Introducing
Title: "The Beloved Daughter"
Year: 2012
Artist: Hemya Moran
Size: 70 x 90 cm
Edition: 1/5
THE BELOVED DAUGHTER from the ongoing series "Intimate Strangers".
The movie "Buffalo 66", written and directed by Vincent Gallo, tells the story of a released convict that kidnaps a teenage student on the way to visit his parents, in order to present her to them as his girlfriend. He forces her to pretend they're in a loving and intimate relationship. In my work titled "intimate strangers" I suggest randomly chosen strangers to have an intimate acquaintance. I take photographs with them in their private space; their living rooms, bedrooms, bathrooms, back yards, and any place that's scorched with their personal memory. I request that they look at me, think about me, and remember me. The encounter is singular and short, and harbors a sensation of its infinite possibilities, a unique and magical moment overpowering the everyday stale and automated existence. In every encounter I stage an intimate moment, an artificial acquaintance. I'm looking for affection in estranged environments, occupying a contradicting position both distant and involved, repulsed and attracted, feeling a sense of belonging and of loneliness all at once, affection experiencing both empathy and a struggle of domination.

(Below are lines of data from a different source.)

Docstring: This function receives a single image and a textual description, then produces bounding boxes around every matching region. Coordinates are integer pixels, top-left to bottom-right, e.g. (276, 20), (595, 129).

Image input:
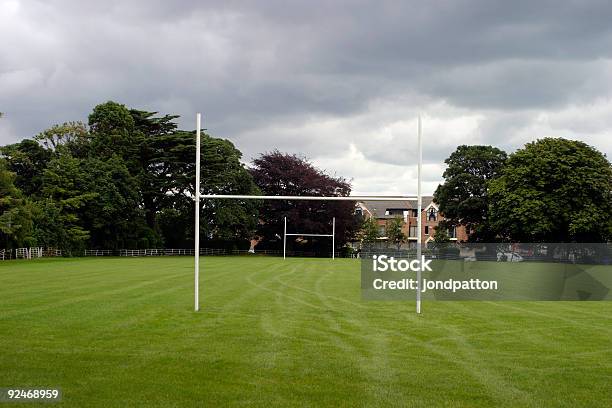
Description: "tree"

(199, 135), (261, 243)
(34, 122), (89, 151)
(434, 145), (507, 241)
(385, 216), (406, 250)
(250, 150), (357, 253)
(86, 103), (182, 244)
(89, 101), (135, 134)
(0, 101), (268, 252)
(488, 138), (612, 242)
(433, 222), (451, 243)
(361, 217), (380, 244)
(88, 101), (142, 175)
(85, 104), (259, 246)
(0, 159), (33, 248)
(0, 139), (52, 197)
(36, 154), (97, 252)
(79, 156), (147, 249)
(130, 109), (181, 232)
(151, 128), (262, 247)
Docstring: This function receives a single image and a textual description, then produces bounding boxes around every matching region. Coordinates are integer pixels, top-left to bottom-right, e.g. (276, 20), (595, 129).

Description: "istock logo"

(372, 255), (433, 272)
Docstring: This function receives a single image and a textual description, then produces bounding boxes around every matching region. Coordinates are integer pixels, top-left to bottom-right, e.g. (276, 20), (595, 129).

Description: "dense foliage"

(2, 102), (610, 251)
(0, 102), (263, 252)
(488, 138), (612, 242)
(250, 150), (360, 255)
(435, 139), (611, 243)
(0, 102), (362, 253)
(433, 145), (507, 241)
(0, 159), (33, 248)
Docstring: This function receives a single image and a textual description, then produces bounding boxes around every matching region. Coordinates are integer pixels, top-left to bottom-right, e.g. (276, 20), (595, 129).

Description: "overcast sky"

(2, 0), (612, 195)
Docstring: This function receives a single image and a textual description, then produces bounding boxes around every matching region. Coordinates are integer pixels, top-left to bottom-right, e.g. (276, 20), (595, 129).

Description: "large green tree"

(0, 139), (52, 197)
(157, 130), (261, 247)
(0, 159), (33, 248)
(130, 109), (182, 231)
(35, 154), (97, 252)
(0, 101), (284, 252)
(488, 138), (612, 242)
(199, 134), (261, 243)
(86, 103), (260, 246)
(89, 101), (140, 170)
(434, 145), (507, 241)
(86, 102), (178, 245)
(79, 156), (149, 249)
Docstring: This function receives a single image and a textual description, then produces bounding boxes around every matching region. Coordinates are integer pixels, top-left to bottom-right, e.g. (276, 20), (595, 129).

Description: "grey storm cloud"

(2, 0), (612, 193)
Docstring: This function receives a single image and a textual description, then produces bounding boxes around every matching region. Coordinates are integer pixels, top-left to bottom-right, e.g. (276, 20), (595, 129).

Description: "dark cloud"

(1, 0), (612, 193)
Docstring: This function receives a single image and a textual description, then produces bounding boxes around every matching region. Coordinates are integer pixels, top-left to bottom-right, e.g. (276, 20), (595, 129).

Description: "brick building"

(356, 197), (468, 245)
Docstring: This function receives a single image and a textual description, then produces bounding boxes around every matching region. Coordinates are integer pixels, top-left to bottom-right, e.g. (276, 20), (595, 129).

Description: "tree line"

(434, 141), (612, 243)
(2, 101), (610, 254)
(354, 139), (611, 249)
(0, 101), (359, 254)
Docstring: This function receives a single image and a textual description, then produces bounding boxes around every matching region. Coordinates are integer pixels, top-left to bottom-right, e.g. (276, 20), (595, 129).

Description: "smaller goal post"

(283, 217), (336, 259)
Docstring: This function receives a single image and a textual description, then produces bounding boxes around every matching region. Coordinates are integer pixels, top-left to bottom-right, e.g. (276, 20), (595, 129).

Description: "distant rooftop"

(359, 197), (434, 218)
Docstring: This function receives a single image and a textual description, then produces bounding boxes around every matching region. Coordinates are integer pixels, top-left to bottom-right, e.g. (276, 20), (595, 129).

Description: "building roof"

(359, 196), (434, 218)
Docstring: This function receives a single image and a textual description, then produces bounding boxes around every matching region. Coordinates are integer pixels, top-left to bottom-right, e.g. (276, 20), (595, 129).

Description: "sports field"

(1, 257), (610, 407)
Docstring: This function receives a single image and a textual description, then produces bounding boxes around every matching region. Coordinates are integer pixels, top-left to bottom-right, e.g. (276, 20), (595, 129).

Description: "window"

(386, 209), (405, 216)
(411, 209), (418, 217)
(428, 208), (437, 221)
(425, 226), (429, 235)
(409, 226), (417, 237)
(378, 226), (386, 236)
(448, 227), (457, 239)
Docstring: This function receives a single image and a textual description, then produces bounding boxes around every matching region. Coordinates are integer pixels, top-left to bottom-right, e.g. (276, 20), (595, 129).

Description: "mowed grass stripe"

(0, 257), (234, 312)
(0, 256), (610, 407)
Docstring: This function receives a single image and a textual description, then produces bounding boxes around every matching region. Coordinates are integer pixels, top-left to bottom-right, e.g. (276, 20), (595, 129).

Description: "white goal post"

(283, 216), (336, 259)
(194, 113), (423, 313)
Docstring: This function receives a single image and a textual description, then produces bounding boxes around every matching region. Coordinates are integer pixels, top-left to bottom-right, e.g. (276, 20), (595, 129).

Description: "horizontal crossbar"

(285, 233), (334, 237)
(198, 194), (416, 201)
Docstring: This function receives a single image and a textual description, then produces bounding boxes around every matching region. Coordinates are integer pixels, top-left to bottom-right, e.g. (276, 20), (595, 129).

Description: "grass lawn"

(0, 256), (610, 407)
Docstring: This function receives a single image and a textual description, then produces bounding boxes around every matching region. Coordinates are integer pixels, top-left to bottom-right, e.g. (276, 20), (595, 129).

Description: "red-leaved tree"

(250, 150), (359, 255)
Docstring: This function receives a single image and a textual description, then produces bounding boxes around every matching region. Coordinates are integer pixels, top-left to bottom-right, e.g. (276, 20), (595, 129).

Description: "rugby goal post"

(194, 113), (423, 313)
(283, 216), (336, 259)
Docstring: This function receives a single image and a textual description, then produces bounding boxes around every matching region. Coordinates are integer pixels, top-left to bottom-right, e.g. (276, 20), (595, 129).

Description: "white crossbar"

(285, 233), (334, 237)
(199, 194), (416, 201)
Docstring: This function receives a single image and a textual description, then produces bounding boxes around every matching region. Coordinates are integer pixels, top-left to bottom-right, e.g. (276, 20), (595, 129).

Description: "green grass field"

(1, 257), (610, 407)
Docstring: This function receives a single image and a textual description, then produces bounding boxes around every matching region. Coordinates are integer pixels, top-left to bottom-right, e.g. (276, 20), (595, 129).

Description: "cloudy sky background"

(2, 0), (612, 195)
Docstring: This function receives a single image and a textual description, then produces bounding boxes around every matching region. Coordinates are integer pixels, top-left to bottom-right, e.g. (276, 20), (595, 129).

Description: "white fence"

(105, 248), (298, 257)
(0, 248), (62, 260)
(1, 247), (334, 260)
(88, 248), (258, 257)
(84, 250), (114, 256)
(16, 247), (42, 259)
(117, 248), (239, 257)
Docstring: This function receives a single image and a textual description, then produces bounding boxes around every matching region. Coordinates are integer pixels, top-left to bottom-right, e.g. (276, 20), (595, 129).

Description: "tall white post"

(195, 113), (201, 312)
(332, 217), (336, 259)
(283, 216), (287, 260)
(416, 115), (422, 314)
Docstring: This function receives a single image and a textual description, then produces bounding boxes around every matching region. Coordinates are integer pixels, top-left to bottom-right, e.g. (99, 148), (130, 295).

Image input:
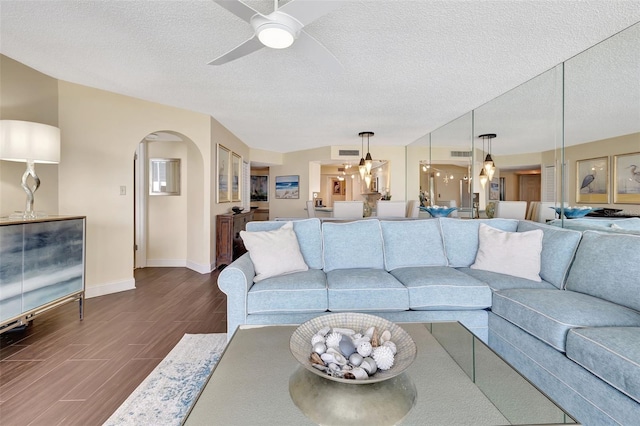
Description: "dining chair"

(332, 201), (364, 218)
(306, 200), (316, 218)
(494, 201), (528, 220)
(376, 200), (407, 218)
(406, 200), (420, 218)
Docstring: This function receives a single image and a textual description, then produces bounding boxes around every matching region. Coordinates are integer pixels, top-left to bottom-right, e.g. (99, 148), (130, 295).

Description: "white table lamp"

(0, 120), (60, 219)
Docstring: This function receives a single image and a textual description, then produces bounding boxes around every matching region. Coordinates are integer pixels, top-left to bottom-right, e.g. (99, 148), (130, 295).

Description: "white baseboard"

(145, 258), (212, 274)
(186, 260), (213, 274)
(85, 278), (136, 299)
(146, 258), (187, 268)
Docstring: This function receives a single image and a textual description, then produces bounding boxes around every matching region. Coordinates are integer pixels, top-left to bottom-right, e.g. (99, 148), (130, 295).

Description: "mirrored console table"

(0, 216), (86, 334)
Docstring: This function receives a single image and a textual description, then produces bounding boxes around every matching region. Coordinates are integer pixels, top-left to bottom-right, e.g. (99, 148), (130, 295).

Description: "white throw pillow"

(240, 221), (308, 282)
(470, 223), (543, 282)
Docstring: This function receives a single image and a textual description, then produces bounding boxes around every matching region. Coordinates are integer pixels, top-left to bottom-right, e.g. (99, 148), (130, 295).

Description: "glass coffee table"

(183, 321), (578, 425)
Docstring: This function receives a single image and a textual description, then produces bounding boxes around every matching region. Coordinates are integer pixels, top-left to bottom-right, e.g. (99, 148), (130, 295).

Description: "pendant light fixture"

(359, 131), (374, 173)
(358, 132), (366, 180)
(478, 134), (490, 188)
(479, 133), (496, 182)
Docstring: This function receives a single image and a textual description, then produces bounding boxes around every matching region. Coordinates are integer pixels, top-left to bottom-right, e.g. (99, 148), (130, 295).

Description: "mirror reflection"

(564, 22), (640, 215)
(408, 22), (639, 225)
(150, 158), (181, 196)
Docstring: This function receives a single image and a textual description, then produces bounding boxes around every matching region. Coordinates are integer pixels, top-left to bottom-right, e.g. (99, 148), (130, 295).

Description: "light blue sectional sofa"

(218, 217), (640, 425)
(489, 229), (640, 425)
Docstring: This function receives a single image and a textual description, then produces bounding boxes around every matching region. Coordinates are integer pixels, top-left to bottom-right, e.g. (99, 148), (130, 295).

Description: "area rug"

(103, 333), (227, 426)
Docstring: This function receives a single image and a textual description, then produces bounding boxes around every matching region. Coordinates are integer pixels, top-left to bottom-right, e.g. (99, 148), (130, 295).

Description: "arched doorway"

(135, 131), (205, 271)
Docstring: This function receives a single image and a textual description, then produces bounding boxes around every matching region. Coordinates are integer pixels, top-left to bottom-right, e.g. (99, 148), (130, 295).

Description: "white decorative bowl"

(290, 313), (417, 384)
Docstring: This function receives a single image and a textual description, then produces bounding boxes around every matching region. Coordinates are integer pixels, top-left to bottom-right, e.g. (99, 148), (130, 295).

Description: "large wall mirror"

(407, 22), (639, 224)
(564, 22), (640, 214)
(473, 64), (563, 221)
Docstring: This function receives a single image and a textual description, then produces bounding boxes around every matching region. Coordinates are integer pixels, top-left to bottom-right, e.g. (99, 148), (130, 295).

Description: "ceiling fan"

(209, 0), (345, 71)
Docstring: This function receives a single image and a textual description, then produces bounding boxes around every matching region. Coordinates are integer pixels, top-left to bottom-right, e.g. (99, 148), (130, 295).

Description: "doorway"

(519, 173), (542, 209)
(134, 131), (204, 271)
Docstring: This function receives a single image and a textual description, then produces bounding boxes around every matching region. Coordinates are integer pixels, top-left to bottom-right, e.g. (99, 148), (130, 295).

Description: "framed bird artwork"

(614, 152), (640, 204)
(576, 156), (609, 204)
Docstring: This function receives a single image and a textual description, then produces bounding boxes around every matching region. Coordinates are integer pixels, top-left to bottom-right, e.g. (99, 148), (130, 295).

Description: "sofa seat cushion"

(390, 266), (491, 310)
(459, 268), (557, 291)
(247, 269), (327, 314)
(326, 269), (409, 312)
(492, 289), (640, 352)
(566, 327), (640, 404)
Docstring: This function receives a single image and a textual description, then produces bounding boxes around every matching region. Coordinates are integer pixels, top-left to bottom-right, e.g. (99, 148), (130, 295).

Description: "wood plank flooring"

(0, 267), (226, 426)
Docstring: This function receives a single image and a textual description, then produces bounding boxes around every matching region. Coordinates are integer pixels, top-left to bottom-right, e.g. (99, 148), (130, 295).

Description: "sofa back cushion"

(566, 230), (640, 312)
(517, 220), (582, 289)
(246, 218), (323, 269)
(439, 218), (519, 267)
(380, 219), (447, 270)
(612, 218), (640, 232)
(322, 220), (384, 271)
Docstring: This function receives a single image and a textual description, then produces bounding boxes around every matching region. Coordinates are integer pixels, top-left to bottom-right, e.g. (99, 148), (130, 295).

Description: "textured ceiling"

(1, 0), (639, 154)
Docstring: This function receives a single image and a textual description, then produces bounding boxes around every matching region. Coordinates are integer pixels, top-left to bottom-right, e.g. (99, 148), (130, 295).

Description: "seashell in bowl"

(290, 313), (417, 384)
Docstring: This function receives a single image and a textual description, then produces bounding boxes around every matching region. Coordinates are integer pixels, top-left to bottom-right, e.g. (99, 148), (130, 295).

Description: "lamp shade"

(0, 120), (60, 164)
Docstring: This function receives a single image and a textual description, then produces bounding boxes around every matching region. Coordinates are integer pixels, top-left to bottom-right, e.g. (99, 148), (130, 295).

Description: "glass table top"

(183, 321), (577, 425)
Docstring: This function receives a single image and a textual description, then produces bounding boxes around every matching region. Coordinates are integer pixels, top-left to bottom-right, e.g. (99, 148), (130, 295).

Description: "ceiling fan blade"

(293, 30), (342, 73)
(208, 36), (264, 65)
(213, 0), (259, 23)
(278, 0), (347, 26)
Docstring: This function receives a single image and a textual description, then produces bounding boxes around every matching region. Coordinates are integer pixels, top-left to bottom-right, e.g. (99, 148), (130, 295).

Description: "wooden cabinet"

(1, 216), (86, 334)
(216, 211), (253, 268)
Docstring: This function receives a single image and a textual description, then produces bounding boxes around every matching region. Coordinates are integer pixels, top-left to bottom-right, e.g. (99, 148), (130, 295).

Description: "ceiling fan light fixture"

(257, 23), (296, 49)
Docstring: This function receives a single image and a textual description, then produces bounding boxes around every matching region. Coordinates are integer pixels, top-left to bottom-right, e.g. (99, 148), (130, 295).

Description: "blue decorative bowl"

(421, 207), (457, 217)
(551, 207), (599, 219)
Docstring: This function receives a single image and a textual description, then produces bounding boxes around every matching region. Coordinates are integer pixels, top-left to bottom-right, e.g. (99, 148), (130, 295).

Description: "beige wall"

(209, 116), (251, 259)
(269, 147), (330, 219)
(268, 145), (407, 219)
(0, 55), (59, 216)
(565, 132), (640, 211)
(147, 141), (187, 266)
(57, 81), (213, 296)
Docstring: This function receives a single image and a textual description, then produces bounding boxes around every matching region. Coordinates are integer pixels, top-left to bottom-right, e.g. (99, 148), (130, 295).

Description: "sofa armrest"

(217, 253), (255, 338)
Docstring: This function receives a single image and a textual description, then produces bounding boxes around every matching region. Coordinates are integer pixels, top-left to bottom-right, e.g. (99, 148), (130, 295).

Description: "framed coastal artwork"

(489, 179), (500, 200)
(231, 152), (241, 202)
(613, 152), (640, 204)
(250, 175), (268, 201)
(275, 175), (299, 199)
(331, 178), (345, 195)
(576, 156), (609, 204)
(217, 144), (230, 203)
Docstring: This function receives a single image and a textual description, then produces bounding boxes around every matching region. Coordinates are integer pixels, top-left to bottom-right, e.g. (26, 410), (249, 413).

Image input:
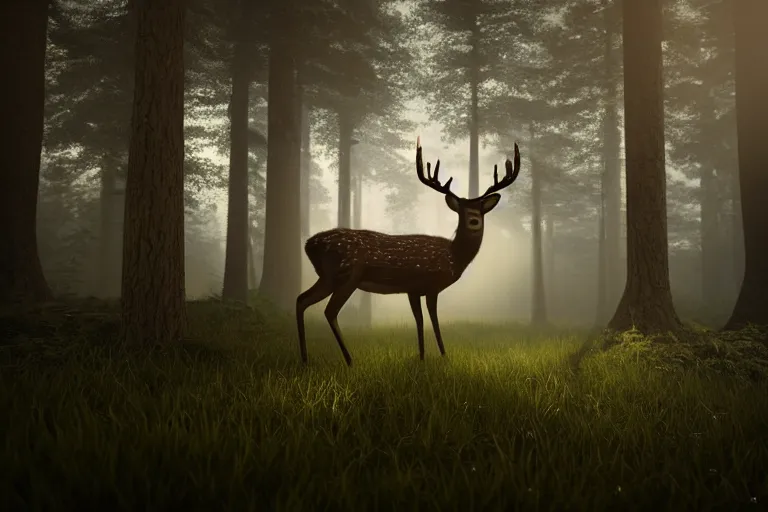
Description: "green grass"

(1, 300), (767, 511)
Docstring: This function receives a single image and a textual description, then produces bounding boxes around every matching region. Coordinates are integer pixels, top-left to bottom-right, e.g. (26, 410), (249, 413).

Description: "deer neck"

(450, 225), (483, 272)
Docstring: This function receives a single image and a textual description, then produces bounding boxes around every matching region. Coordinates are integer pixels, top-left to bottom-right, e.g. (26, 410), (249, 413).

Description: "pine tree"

(120, 0), (187, 345)
(608, 0), (682, 333)
(724, 0), (768, 330)
(0, 0), (53, 307)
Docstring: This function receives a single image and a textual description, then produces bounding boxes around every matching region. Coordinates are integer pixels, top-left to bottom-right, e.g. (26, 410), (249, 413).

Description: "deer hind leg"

(296, 279), (333, 365)
(323, 268), (363, 367)
(425, 293), (446, 356)
(407, 293), (425, 361)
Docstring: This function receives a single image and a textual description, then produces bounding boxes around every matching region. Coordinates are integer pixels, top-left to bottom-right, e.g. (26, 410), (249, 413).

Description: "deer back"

(305, 228), (456, 275)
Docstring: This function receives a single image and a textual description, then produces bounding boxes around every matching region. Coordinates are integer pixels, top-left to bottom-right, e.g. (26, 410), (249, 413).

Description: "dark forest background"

(1, 0), (766, 343)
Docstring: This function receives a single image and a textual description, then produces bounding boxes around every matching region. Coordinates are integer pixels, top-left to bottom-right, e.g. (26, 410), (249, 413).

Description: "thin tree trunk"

(353, 163), (372, 326)
(596, 162), (608, 326)
(724, 0), (768, 330)
(258, 23), (301, 311)
(247, 230), (256, 291)
(293, 75), (304, 292)
(222, 3), (252, 302)
(98, 157), (114, 297)
(530, 124), (547, 326)
(699, 165), (720, 313)
(0, 0), (52, 308)
(545, 212), (555, 316)
(120, 0), (186, 345)
(608, 0), (681, 333)
(337, 112), (353, 228)
(98, 156), (124, 298)
(730, 167), (744, 295)
(299, 88), (311, 242)
(602, 0), (623, 313)
(353, 161), (362, 231)
(468, 18), (480, 198)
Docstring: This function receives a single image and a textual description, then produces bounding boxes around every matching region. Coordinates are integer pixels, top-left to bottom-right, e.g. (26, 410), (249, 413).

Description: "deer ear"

(480, 193), (501, 213)
(445, 195), (460, 212)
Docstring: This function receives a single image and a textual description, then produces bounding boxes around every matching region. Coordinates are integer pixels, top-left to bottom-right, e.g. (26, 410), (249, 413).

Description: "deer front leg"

(425, 293), (446, 356)
(296, 278), (333, 365)
(407, 292), (425, 360)
(323, 270), (362, 367)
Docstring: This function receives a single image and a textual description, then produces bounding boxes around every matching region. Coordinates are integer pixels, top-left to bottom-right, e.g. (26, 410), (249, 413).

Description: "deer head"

(416, 136), (521, 239)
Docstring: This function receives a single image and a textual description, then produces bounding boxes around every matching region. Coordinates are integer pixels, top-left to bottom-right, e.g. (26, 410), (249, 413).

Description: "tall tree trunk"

(222, 4), (252, 302)
(120, 0), (186, 345)
(353, 163), (372, 326)
(544, 212), (555, 316)
(258, 24), (301, 311)
(293, 77), (304, 288)
(98, 156), (124, 298)
(0, 0), (52, 308)
(602, 0), (623, 314)
(608, 0), (681, 333)
(596, 163), (608, 325)
(299, 88), (311, 242)
(730, 167), (744, 296)
(337, 112), (353, 228)
(247, 230), (256, 291)
(468, 18), (480, 198)
(353, 161), (362, 232)
(530, 124), (547, 326)
(699, 165), (720, 313)
(724, 0), (768, 330)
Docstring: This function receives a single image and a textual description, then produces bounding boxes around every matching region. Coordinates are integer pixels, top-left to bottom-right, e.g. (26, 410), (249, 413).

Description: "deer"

(296, 138), (521, 366)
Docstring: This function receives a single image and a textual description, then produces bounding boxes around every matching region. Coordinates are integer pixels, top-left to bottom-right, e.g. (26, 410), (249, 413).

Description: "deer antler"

(477, 142), (522, 199)
(416, 137), (459, 199)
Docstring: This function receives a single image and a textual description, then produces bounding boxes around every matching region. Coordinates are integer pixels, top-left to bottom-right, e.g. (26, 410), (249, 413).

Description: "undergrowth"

(0, 300), (766, 511)
(599, 325), (768, 382)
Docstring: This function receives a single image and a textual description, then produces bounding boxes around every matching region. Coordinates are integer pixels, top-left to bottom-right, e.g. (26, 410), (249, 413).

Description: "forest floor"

(1, 299), (767, 511)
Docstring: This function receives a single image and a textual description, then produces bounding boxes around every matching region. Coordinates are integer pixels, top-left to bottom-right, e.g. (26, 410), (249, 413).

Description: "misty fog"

(21, 0), (757, 334)
(38, 100), (728, 327)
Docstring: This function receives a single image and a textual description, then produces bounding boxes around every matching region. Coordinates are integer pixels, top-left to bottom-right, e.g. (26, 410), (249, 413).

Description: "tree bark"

(120, 0), (186, 345)
(530, 124), (547, 326)
(258, 23), (301, 311)
(608, 0), (682, 333)
(222, 3), (252, 303)
(468, 18), (480, 198)
(724, 0), (768, 330)
(0, 0), (52, 308)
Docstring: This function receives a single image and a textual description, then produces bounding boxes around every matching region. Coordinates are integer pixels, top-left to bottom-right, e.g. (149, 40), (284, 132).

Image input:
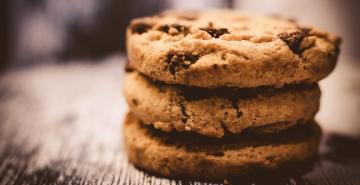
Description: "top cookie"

(126, 10), (341, 88)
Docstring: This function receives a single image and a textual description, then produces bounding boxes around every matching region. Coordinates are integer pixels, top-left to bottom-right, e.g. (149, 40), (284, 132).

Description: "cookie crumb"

(185, 126), (191, 131)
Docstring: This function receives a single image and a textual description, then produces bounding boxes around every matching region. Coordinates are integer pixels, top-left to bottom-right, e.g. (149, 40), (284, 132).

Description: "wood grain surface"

(0, 55), (360, 185)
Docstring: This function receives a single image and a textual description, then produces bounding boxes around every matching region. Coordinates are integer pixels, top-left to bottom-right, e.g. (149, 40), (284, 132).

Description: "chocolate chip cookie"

(126, 10), (341, 88)
(124, 112), (321, 180)
(124, 70), (320, 138)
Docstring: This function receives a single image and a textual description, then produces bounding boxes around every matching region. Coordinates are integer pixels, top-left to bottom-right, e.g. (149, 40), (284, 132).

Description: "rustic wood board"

(0, 55), (360, 185)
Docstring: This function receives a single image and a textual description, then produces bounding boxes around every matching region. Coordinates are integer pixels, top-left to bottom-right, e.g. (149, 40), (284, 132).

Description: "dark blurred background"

(1, 0), (360, 70)
(0, 0), (234, 69)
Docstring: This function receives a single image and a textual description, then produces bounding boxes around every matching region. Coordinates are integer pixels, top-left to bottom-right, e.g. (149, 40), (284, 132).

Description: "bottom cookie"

(123, 113), (321, 180)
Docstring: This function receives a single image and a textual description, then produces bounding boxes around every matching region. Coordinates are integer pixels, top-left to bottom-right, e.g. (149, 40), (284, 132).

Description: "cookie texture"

(124, 113), (321, 180)
(124, 71), (321, 138)
(126, 10), (341, 88)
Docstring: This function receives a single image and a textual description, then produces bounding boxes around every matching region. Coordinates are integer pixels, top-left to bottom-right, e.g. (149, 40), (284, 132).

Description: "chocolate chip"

(164, 53), (199, 75)
(212, 64), (219, 70)
(159, 25), (170, 33)
(132, 99), (138, 106)
(172, 24), (188, 33)
(200, 28), (229, 38)
(278, 31), (305, 54)
(131, 23), (152, 34)
(124, 63), (134, 72)
(158, 24), (189, 34)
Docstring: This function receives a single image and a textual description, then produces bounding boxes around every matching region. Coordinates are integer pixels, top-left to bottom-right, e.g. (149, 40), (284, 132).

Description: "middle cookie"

(124, 70), (320, 138)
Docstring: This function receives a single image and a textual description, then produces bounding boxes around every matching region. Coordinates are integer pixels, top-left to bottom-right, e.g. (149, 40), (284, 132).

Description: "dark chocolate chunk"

(172, 24), (185, 32)
(212, 64), (219, 70)
(132, 99), (138, 106)
(158, 24), (189, 34)
(164, 53), (199, 75)
(278, 31), (305, 54)
(124, 62), (134, 72)
(130, 23), (152, 34)
(200, 28), (229, 38)
(172, 24), (188, 34)
(159, 25), (170, 33)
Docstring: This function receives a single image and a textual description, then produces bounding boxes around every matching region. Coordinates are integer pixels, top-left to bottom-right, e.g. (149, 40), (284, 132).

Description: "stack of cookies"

(123, 10), (341, 180)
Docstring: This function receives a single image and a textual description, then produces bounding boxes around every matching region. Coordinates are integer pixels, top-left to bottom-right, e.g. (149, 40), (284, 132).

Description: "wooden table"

(1, 55), (359, 185)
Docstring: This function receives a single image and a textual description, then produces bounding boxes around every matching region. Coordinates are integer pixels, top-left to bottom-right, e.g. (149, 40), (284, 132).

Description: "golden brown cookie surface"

(124, 70), (321, 138)
(126, 10), (341, 88)
(123, 113), (321, 180)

During the course of my work I was able to produce these intimate moments in various environments, situations and with different individuals, to create privacy everywhere and closeness with anyone. In a relative short period of time I've managed to create an industry of intimacy. In this acquaintance I am the beloved daughter: for a moment I could be a girl receiving her mother's warmth or a girl that admires her mother's femininity as we wear make-up together. I tried to create intimacy with her through the gestures of the body and legs.
HEMYA MORAN was born in Israel in 1985. After the completion of her BFA in the photography department of Bezalel Academy of Art and Design, Jerusalem in 2010; and her graduation from the Masters at the Royal College of Art in London (with distinction), she received a grant from the Lepsien Art Foundation, to live and work in a studio based in Dusseldorf, Germany; currently she is based in Paris, France. She has exhibited her work in several solo and exhibitions, including the Tate Britain, London as well as in several international galleries. Her work has been published in magazines and art sites including the Time and the British Journal of Photography.